Er fürchtete, Nina könne ihn fragen, woher er von Gwimar Iwanowitsch wisse, den er so unvorsichtig erwähnt hatte. Dann wüßte er keine Antwort, denn über Gwimar Iwanowitsch hatte ihn eben erst Kusmitsch informiert, für alle Fälle, zur Orientierung. Zum Glück war das Mädchen angesichts des Schicksals ihrer Freundin so aufgeregt, daß die Frage des Verwaltungsinspektors sie nicht stutzig machte. Hoffentlich erinnerte sie sich später nicht daran.

Kurz darauf verabschiedete sich Valja von Nina und verließ überstürzt das Restaurant. Gegessen hatte er nun doch nichts. Erst auf der Straße fiel ihm ein, daß er mit Nina kein neues Treffen vereinbart hatte. Aber schon wurde er von anderen Gedanken in Anspruch genommen - unruhigen, fieberhaften, unaufschiebbaren Gedanken. Was war mit Musa geschehen? Wohin wollte dieser Pest sie bringen? Und welche Rolle spielte bei alldem der geheimnisvolle Gwimar Iwanowitsch?
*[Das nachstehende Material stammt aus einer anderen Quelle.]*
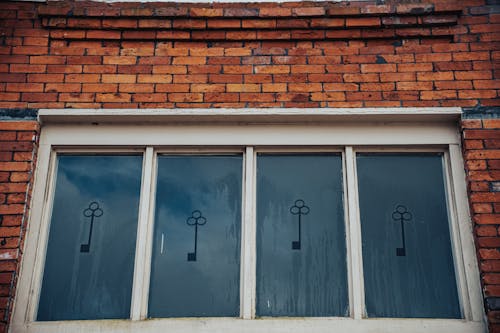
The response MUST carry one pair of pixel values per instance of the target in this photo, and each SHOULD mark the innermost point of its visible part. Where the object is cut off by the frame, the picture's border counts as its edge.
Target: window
(269, 225)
Nach der Dienstbesprechung bei Kusmitsch gehe ich in mein Zimmer und rufe Jegor Iwanowitsch Saweljew an, den Revierinspektor, meinen guten Bekannten, der den mich interessierenden Bezirk wie seine fünf Finger kennt. Und wir verabreden uns.

Ich überbringe Saweljew eine wenig angenehme Neuigkeit - in seinem Revier ist allem Anschein nach ein Mord verübt worden. Da er nichts davon weiß, ist es doppelt unangenehm für ihn.

Ich habe die erste Zigarette noch nicht zu Ende geraucht, da drängt Saweljew schon zum Aufbruch. Wir verlassen sein warmes Dienstzimmer und machen, vom wütenden eiskalten Wind durchgepustet, die »Runde« über die verschneiten Höfe und durch die Gassen seines unübersichtlichen Reviers. Dabei teile ich ihm die Anhaltspunkte mit, über die ich verfüge: In dem gesuchten Hof befindet sich eine Reihe von Schuppen, an einem von ihnen ist das Schloß beschädigt, das Hoftor ist vor kurzem grün angestrichen worden, vom Hof aus ist die Jelochowskaja-Kirche zu sehen. Und das Wohnhaus, das vom Hof zu betreten ist, hat mindestens zwei Etagen, denn Ljochas Worten zufolge kam der Mann, dem Pest und er auflauerten, aus der zweiten Etage in den Hof.